We are currently undergoing product transitions in our core business and introducing next-generation products
with higher price performance and architectural advantages compared to both our prior generation of products
and the product offerings of our competitors. We believe that many of these product transitions are gaining
momentum based on the strong year-over-year product revenue growth across these next-generation product
families. We believe that our strategy and our ability to innovate and execute may enable us to improve our
relative competitive position in many of our product areas even in uncertain or difficult business conditions and,
therefore, may continue to provide us with long-term growth opportunities. However, we believe that these
newly introduced products may continue to negatively impact product gross margins, which we are currently
striving to address through various initiatives including value engineering, effective supply chain management,
and delivering greater customer value through offers that include hardware, software, and services.

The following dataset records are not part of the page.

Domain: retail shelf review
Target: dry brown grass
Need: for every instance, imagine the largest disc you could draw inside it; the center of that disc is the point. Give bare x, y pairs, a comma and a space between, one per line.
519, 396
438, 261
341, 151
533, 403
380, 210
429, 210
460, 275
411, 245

We continue to seek to capitalize on market transitions. Market transitions on which we are primarily focused
include those related to the increased role of virtualization/the cloud, video, collaboration, networked mobility
technologies and the transition from Internet Protocol Version 4 to Internet Protocol Version 6. For example, a
market in which a significant market transition is under way is the enterprise data center market, where a
transition to virtualization/the cloud is rapidly evolving. There is a continued growing awareness that intelligent
networks are becoming the platform for productivity improvement and global competitiveness. We believe that
disruption in the enterprise data center market is accelerating, due to changing technology trends such as the
increasing adoption of virtualization, the rise in scalable processing, and the advent of cloud computing and
cloud-based IT resource deployments and business models. These key terms are defined as follows:
Virtualization: refers to the process of aggregating the current siloed data center resources into unified,
shared resource pools that can be dynamically delivered to applications on demand thus enabling the ability
to move content and applications between devices and the network.
The cloud: refers to an information technology hosting and delivery system in which resources, such as
servers or software applications, are no longer tethered to a user’s physical infrastructure but instead are
delivered to and consumed by the user “on demand” as an Internet-based service, whether singularly or with
multiple other users simultaneously.
This virtualization and cloud-driven market transition in the enterprise data center market is being brought about
through the convergence of networking, computing, storage, and software technologies. We are seeking to take
advantage of this market transition through, among other things, our Cisco Unified Computing System platform
and Cisco Nexus product families, which are designed to integrate the previously siloed technologies in the
enterprise data center with a unified architecture. We are also seeking to capitalize on this market transition
through the development of other cloud-based product and service offerings through which we intend to enable
customers to develop and deploy their own cloud-based IT solutions, including software-as-a-service (SaaS) and
other-as-a-service (XaaS) solutions.